Costs are presented as mean (range) in US$.
Other costs include consumables, room charges, counseling, and other procedural costs.
Discussion
With the introduction of hand-assisted laparoscopic surgery in the early 1990s, an attempt was made to facilitate the transition from open techniques to minimally invasive procedures. 14 This procedure can simplify the otherwise technically complex operations and can be used to initiate non-skilled surgeons to perform more advanced laparoscopic surgery.15–17
Similar short-term outcomes for HALC and OC have been demonstrated in previous studies.18–20 There are several published reports comparing the costs of HALC and LAC; however, their results are inconsistent. Technically, HALC is less expensive than a standard laparoscopic approach because it reduces the number of laparoscopic ports and instruments required. Two recent studies demonstrated similar total costs between HALC and LAC.10,11 Only one previous study compared the costs between hand-assisted and open approaches, and only operative and consumables costs were analyzed. 21 There have been no published detailed cost analyses comparing these two techniques. Therefore, to our knowledge, this is the first study to compare costs of HALC and OC from a short-term outcome perspective. Our study did not reveal any significant differences in total costs for HALC and OC, despite the fact that operative costs were higher for HALC.

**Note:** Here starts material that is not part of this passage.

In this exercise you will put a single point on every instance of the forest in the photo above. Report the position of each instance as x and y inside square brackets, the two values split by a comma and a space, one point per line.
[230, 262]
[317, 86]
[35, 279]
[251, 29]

Compared with the OC group, patients in the HALC group demonstrated substantial short-term benefits including early recovery of bowel functions, shorter hospital stays, and smaller incision lengths. Similar to our study, Kang et al. 12 reported that HALC patients had a significantly shorter hospital stay, shorter incision lengths, faster recovery of gastrointestinal function, less use of analgesics, lower blood loss, and lower pain scores on postoperative days 1, 3, and 14. In addition, Wolf et al. 22 reported that laparoscopic donor nephrectomy is associated with a faster, less complicated, and more complete convalescence than the open surgical approach. Furthermore, our study revealed a trend toward a lower complication rate in HALC compared with OC, and there were no severe complications.
The reported conversion rate of HALC varies from 0% to 22%.23–28 The most common reason for conversion is a difficulty in maintaining a satisfactory pneumoperitoneum. In our study, conversion to OC was required in only one patient. The reason for conversion was a difficulty in the presence of a bulky tumor.

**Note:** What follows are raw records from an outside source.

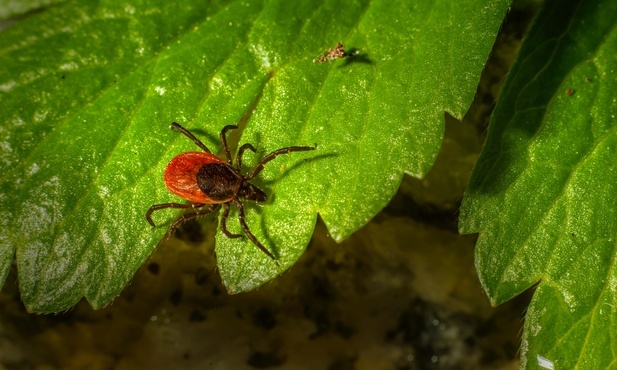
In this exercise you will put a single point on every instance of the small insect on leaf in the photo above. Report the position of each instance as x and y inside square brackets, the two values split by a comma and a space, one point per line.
[337, 52]
[208, 181]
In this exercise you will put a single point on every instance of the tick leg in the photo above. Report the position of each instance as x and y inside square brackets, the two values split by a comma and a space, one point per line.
[260, 166]
[224, 223]
[241, 152]
[247, 231]
[158, 207]
[224, 141]
[190, 136]
[188, 216]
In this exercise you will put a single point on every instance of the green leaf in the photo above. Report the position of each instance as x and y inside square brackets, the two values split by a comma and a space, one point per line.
[89, 92]
[543, 194]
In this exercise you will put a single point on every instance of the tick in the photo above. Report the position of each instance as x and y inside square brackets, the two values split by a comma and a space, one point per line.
[208, 181]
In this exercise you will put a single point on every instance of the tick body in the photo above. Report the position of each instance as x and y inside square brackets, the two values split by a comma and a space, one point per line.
[208, 181]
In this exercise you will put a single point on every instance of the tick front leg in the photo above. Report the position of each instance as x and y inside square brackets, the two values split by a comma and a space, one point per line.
[188, 216]
[248, 232]
[158, 207]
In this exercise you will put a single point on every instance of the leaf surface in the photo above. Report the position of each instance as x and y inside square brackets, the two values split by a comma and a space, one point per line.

The literature provides conflicting evidence whether operative time is shorter in hand-assisted versus open surgery.12,29 In our study, operative times were comparable between HALC and OC. This finding may have been caused by more extensive surgical experience and better instruments in our study.

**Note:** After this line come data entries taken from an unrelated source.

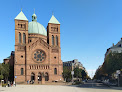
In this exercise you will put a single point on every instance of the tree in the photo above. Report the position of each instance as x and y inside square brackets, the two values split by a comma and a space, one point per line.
[4, 71]
[66, 74]
[77, 73]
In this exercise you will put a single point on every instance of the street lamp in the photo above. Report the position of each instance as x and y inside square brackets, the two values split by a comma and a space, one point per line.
[118, 73]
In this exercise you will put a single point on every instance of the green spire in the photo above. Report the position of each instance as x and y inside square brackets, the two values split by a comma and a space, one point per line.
[34, 17]
[21, 16]
[53, 20]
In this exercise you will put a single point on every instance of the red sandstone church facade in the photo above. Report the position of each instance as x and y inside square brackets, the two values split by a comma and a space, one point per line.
[37, 54]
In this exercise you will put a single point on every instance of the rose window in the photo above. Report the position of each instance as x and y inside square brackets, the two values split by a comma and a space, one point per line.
[39, 55]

The hand-assist device and a greater use of disposable ports were the main reasons for higher consumable costs. However, with the exception of the hand-assist device, many consumables were not essential to conducting HALC and could potentially be skipped in order to cut costs. 10 Furthermore, our study demonstrates that differences in costs of nursing, pharmacy, and other costs (consumables, room charges, counseling, and other procedural costs) were sufficient to offset the increased operative costs of HALC.
Conclusion
Total costs are not significantly higher in HALC compared with OC. Patients who underwent HALC had significantly shorter hospital stays and incision lengths, faster recovery of bowel function, and lower blood loss. To more accurately address the role of HALC in the curative management of colorectal cancer, longer-term studies are needed.
Footnotes
Disclosure Statement
No competing financial interests exist.